[R-pkg-devel] Re-building vignettes had CPU time 9.2 times elapsed time

Simon Urbanek @|mon@urb@nek @end|ng |rom R-project@org
Sat Aug 26 02:05:06 CEST 2023



> On Aug 26, 2023, at 11:01 AM, Dirk Eddelbuettel <edd using debian.org> wrote:
> 
> 
> On 25 August 2023 at 18:45, Duncan Murdoch wrote:
> | The real problem is that there are two stubborn groups opposing each 
> | other:  the data.table developers and the CRAN maintainers.  The former 
> | think users should by default dedicate their whole machine to 
> | data.table.  The latter think users should opt in to do that.
> 
> No, it feels more like it is CRAN versus the rest of the world.
> 


In reality it's more people running R on their laptops vs the rest of the world. Although people with laptops are the vast majority, they also are the least impacted by the decision going either way. I think Jeff summed up the core reasoning pretty well. Harm is done by excessive use, not other other way around.
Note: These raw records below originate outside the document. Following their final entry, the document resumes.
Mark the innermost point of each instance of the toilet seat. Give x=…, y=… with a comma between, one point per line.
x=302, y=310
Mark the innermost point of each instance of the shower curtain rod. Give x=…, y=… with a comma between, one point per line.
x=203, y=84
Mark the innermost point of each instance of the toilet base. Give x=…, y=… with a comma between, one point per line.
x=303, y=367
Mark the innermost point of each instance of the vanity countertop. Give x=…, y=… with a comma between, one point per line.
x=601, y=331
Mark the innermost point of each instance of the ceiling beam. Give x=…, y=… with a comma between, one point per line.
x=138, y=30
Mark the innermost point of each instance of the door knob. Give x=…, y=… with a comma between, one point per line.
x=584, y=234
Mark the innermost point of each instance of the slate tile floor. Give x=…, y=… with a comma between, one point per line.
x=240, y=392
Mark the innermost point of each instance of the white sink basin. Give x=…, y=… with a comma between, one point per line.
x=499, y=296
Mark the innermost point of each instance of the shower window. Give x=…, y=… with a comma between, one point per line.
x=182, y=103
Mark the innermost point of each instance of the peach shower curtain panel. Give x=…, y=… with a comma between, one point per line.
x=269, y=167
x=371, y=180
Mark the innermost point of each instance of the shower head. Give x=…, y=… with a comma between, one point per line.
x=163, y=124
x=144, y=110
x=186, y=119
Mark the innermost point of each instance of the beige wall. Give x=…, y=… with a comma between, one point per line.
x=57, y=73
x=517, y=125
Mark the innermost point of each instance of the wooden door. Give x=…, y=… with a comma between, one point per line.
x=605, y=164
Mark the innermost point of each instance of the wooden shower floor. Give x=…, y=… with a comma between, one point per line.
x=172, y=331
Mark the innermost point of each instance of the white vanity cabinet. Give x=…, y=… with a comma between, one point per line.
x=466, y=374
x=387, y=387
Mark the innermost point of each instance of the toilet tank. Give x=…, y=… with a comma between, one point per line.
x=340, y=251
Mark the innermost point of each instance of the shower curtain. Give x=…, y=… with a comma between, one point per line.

That said, I think this thread is really missing the key point: there is no central mechanism that would govern the use of CPU resources. OMP_THREAD_LIMIT is just one of may ways and even that is vastly insufficient for reasons discussed (e.g, recursive use of processes). It is not CRAN's responsibility to figure out for each package what it needs to behave sanely - it has no way of knowing what type of parallelism is used, under which circumstances and how to control it. Only the package author knows that (hopefully), which is why it's on them. So instead of complaining here better use of time would be to look at what's being used in packages and come up with a unified approach to monitoring core usage and a mechanism by which the packages could self-govern to respect the desired limits. If there was one canonical place, it would be also easy for users to opt in/out as they desire - and I'd be happy to help if any components of it need to be in core R.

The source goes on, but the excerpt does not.